You say that you don’t like the over-intellectualization of art, that you would even be happy to exclude art history from it. Yet, you are a very informed painter, one who knows and seems to relish history.
It’s this sentence from Goethe, “Denken ist interessanter als Wissen, aber nicht als Anschauen,”* I mean. And to look at is so hard! With my painting I want to give a possibility to look, again and again. Maybe in the memory of a viewer these short moments of looking become images.
You said on the phone that this question of history is a difficult one, how to not over- intellectualize it, but not disregard this all together. You said, “The way history is constructed is always a history of power, because the part of society that is in power is writing history, but as human beings we need a memory.” What memory of painting do you sometimes think gets lost in the way art history is conceptualized?
History I’m understanding as a tool to get information about the present. Every generation, every time/epoch has new questions of its own about the present. We are using history as a tool to find answers concerning the present. About your question, I don’t know if things get completely lost in the memory, but for the moment we don’t need them to find answers concerning the present.

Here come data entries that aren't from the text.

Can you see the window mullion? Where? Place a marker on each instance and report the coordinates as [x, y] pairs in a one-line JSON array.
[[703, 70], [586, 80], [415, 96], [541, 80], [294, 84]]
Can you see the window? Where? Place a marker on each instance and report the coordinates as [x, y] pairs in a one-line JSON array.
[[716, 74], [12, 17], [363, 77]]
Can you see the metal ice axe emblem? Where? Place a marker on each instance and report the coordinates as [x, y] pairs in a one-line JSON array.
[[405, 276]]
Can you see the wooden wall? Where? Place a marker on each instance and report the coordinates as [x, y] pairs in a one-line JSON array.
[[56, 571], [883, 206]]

How do you think your practice has changed over the last fifteen years, since your early installations at the Venice Biennale in 1990?
The work became more complex in the last seven years, because with a new generation of inkjet printers I found a possibility to print all my photographs I did since the late ’80s, on the plates. So I found a possibility to put into my work all these photographs. These photographs were drafted as paintings. To print then with silkscreen on the plates I could not afford. I’m very happy now with these new inkjet printers printing directly on the plates. I’ll show pieces like these in Indianapolis. The practice with the plates did not change so much since 1990; it seems that I’m feeling more free working with the pieces in the exhibition spaces, so I would say the painting is more loose/relaxed.
Our conversation has focused primarily on the painting, what painting can do and not do, how it can be pushed and pulled. Do you think this is the appropriate question to be asking? Have I missed something?
I don’t know. Of course, we could go on and on with this interview, we could talk more about photography, fleetingness, memory, presence, light, colors, surface, work in progress, about time, beauty, chance, transience, illusion. There would always be something missed; if not, my work would be boring. And, of course, my intentions, questions, doubts concerning those I’ve had since the beginning in 1980. How can I go on with painting, what is possible with painting, how I can show the world around us and in us.
What are you planning for Indianapolis?
In Indianapolis I want to show new works, not only monochrome ones. I’ll show also works with photographic images, which makes the whole thing we are talking about more complex. It’s hard to talk about now before the show is done.
* To think is more interesting than to know, but not more (interesting) than to behold.